After My Husband Lost His Job

My husband finally looked at Eric and said, “You should probably stop giving speeches about loyalty before somebody asks why your ex-wife filed that fraud report against you.”

The whole table froze.

Eric actually laughed at first like it was a joke, but nobody else joined in. My mother-in-law immediately looked confused and asked what he was talking about. Eric tried brushing it off, saying his ex had been “crazy” and bitter after the divorce, but my husband just kept calmly turning his water glass once against the table like he’d already decided he was done protecting him.

Then he said, “She wasn’t lying though, was she?”

Eric’s face changed after that.

Not angry immediately. Nervous.

Which honestly told everybody more than the accusation itself.

Because for two years this man had inserted himself into every family problem acting like the wise, trustworthy cousin everybody should listen to. He gave advice on finances. Relationships. Trust. Loyalty. Meanwhile none of them knew my husband had run into Eric’s ex completely by accident months earlier and heard a very different version of why that marriage ended.

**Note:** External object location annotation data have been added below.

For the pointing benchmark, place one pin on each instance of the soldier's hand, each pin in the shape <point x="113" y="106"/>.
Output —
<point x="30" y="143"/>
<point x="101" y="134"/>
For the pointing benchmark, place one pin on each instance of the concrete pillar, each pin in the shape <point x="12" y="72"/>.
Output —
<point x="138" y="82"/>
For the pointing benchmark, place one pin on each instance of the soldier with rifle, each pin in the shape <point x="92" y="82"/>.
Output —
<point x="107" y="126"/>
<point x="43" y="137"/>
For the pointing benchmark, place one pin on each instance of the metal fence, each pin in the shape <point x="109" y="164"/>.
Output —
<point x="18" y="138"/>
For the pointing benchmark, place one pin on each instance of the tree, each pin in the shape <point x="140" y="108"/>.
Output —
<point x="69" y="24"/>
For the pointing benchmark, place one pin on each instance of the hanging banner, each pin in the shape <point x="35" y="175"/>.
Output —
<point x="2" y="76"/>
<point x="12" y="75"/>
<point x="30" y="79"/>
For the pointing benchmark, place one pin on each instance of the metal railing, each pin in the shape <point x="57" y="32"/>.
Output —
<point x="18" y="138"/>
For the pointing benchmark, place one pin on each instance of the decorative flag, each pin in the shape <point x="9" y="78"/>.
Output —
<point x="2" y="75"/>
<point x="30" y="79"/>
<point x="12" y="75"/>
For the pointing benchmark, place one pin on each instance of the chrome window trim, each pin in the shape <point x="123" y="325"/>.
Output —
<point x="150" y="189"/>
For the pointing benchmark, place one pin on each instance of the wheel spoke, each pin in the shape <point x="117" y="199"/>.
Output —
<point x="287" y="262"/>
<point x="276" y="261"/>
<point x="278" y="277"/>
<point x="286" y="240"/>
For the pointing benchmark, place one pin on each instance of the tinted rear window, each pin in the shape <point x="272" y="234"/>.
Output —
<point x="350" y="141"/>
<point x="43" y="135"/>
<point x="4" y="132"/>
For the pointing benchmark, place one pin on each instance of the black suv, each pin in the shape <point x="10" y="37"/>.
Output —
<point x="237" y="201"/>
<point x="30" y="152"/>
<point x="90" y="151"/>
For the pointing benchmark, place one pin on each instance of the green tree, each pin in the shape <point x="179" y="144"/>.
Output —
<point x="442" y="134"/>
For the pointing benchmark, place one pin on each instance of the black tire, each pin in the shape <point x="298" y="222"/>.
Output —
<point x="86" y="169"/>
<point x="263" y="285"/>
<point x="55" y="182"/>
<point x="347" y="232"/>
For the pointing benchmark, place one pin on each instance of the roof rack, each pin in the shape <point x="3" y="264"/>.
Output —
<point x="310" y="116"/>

Eric started talking fast then, trying to redirect the conversation back onto my husband. Saying unemployment was making him paranoid. Saying people twist stories after ugly divorces. But now the room was looking at him differently. Replaying things. The constant involvement in everybody’s business. The weird obsession with controlling who my husband trusted. The way Eric always needed to be the most respected person in every room.

Then my husband quietly said, “You borrowed money from three people at this table while being investigated and never told any of them.”

Nobody spoke after that.

His mother looked physically sick.

And for the first time since my husband lost his job, Eric wasn’t the confident one at the table anymore.